Chair: Baroness Benjamin
Chair’s Opening Remarks
Good evening everybody and welcome to this, the 31st meeting of the All-Party Parliamentary Group on a Fit and Healthy Childhood. Tonight we are addressing one of the most shocking issues to emerge in recent years, the terrible statistics about tooth decay and dental surgery in the early years.
We welcome three of the most senior people in the sector to tell us how this can be tackled. Too often, tooth decay has been seen as a separate issue but, as we have learned in our journey as a Group, in the early years everything is interlinked.

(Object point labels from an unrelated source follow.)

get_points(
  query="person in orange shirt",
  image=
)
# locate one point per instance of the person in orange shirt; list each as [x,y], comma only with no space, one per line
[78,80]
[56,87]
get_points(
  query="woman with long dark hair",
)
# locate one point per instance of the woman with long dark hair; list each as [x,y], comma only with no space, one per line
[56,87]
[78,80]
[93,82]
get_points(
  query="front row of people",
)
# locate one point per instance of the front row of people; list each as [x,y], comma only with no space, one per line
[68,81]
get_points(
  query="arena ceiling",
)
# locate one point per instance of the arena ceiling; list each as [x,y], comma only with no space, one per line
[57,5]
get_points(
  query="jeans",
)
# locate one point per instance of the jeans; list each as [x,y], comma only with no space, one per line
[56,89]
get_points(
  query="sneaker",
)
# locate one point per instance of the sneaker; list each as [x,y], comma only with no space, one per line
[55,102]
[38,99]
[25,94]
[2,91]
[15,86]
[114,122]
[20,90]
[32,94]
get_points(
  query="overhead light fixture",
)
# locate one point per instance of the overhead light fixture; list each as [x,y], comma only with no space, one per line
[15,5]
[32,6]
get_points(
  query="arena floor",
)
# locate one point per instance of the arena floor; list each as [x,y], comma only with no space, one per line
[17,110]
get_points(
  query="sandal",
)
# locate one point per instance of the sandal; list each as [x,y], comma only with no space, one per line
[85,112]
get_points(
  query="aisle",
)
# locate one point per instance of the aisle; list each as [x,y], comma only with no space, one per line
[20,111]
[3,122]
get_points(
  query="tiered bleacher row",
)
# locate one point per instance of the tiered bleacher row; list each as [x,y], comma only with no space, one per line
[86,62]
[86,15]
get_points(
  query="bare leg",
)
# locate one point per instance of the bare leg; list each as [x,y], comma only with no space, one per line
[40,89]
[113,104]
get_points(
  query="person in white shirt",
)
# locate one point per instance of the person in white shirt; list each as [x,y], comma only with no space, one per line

Tooth decay and dental surgery in childhood has a powerful impact on a child’s physical and mental health and their future prospects. Action to reverse this appalling decline in oral health will be repaid many times over by reducing the enormous NHS expenditure.
To our speakers tonight I say thank you very much for sparing some of your valuable time tonight. The Chief Dental Officer, Sara Hurley, spoke to the Group in November 2016. She told us of her determination to roll out a campaign on this issue and her struggle to secure resources. I am sure she will be able to tell us what she has managed to achieve so far.
Our other speakers are Claire Stevens, a Consultant in Paediatric Dentistry from the University Dental Hospital of Manchester, and Professor Michael Escudier, the Dean of Dental Surgery at the Royal College of Surgeons.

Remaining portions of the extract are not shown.